Regardless of one's economic theory(ies) or school(s) of thought, it must never be forgotten nor forsaken that so many human beings' lives have been adversely affected -- loss of employment, loss of livelihood, loss of homes, loss of credit, loss of savings, loss of retirement, loss of businesses -- all these add up to people, especially those who are older and therefore more vulnerable, suffering through the ignominy and grief of loss.


As Franciscan friars, we stand in solidarity with all those who are struggling and who are suffering the weight of grief. Our charism, a gift of the Holy Spirit to the Church, and to the world, mediated through the person of St. Francis of Assisi, is to accompany those who are being cast aside through this economic downturn of the last half year or so.

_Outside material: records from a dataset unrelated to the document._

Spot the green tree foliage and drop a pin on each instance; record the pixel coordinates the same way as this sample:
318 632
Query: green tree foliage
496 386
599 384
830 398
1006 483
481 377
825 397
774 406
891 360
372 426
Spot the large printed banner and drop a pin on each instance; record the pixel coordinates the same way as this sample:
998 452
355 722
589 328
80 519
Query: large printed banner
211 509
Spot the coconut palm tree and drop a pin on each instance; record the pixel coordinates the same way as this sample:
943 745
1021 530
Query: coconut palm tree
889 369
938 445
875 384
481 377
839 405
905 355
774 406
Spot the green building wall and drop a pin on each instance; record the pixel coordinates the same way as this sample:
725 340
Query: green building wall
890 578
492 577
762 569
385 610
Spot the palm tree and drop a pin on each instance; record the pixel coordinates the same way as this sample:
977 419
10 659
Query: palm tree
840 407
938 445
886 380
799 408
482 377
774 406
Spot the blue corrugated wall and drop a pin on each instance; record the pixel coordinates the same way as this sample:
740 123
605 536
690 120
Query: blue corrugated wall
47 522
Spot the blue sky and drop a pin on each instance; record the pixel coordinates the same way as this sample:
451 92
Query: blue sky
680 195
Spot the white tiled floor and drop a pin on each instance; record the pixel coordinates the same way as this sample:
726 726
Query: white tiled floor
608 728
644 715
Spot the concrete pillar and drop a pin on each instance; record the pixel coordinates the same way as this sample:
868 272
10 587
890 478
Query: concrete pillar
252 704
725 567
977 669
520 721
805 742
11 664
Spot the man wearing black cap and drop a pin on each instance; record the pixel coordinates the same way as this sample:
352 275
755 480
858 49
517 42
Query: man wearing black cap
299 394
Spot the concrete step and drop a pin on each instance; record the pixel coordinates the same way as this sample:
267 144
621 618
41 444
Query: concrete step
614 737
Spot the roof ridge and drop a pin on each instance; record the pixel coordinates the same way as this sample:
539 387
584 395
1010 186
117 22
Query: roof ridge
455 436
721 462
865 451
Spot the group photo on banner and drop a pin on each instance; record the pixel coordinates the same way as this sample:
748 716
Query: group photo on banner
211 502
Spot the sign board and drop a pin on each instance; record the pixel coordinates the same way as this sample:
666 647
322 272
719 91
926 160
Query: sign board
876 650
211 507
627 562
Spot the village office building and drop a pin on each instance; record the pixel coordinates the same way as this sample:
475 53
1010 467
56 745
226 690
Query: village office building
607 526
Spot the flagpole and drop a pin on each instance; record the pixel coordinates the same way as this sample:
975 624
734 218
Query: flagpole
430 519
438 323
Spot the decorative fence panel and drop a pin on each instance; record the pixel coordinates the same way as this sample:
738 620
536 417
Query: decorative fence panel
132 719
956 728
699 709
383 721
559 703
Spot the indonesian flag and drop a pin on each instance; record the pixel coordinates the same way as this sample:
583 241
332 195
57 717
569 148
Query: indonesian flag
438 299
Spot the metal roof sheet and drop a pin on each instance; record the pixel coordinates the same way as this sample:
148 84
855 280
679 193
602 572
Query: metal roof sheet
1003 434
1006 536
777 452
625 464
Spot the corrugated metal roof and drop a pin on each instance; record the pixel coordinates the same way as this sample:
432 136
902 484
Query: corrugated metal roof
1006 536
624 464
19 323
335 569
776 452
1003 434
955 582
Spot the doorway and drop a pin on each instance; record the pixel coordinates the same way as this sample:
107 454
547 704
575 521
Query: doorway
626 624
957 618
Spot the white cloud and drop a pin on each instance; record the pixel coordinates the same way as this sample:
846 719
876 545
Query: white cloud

Beginning with property speculations and the bubble that burst and all its subsidiary effects, we have seen the reality of human greed. It's seamy and it's ugly. Greed has no concern for the other, for human life. It respects no one; it is completely self-centered.


Generosity, on the other hand, is life-giving, as its root suggests. St. Francis, inspired by the Gospel of Jesus Christ, wanted to be generative and so became generous. He wanted to live completely for the Lord Jesus.
Greed seduces us into the lull of self satisfaction. Generosity leads us beyond ourselves, away from the pit of self preoccupation into communion. This is what the late Pope John Paul II wrote and again what the current Holy Father, Pope Benedict XVI teaches.

Bro. Andy Brophy, OFM at St. Francis of Assisi Parish, Greenwood, MS with parishioners.
Simply put, it's Gospel! And that is life. Perhaps coming through the murkiness of this current economic situation we can learn to be generous and to advocate those values for the economy that are virtuous; those values which respect human life and the goodness of being human. remembering that the economy serves humanity, not the other way around.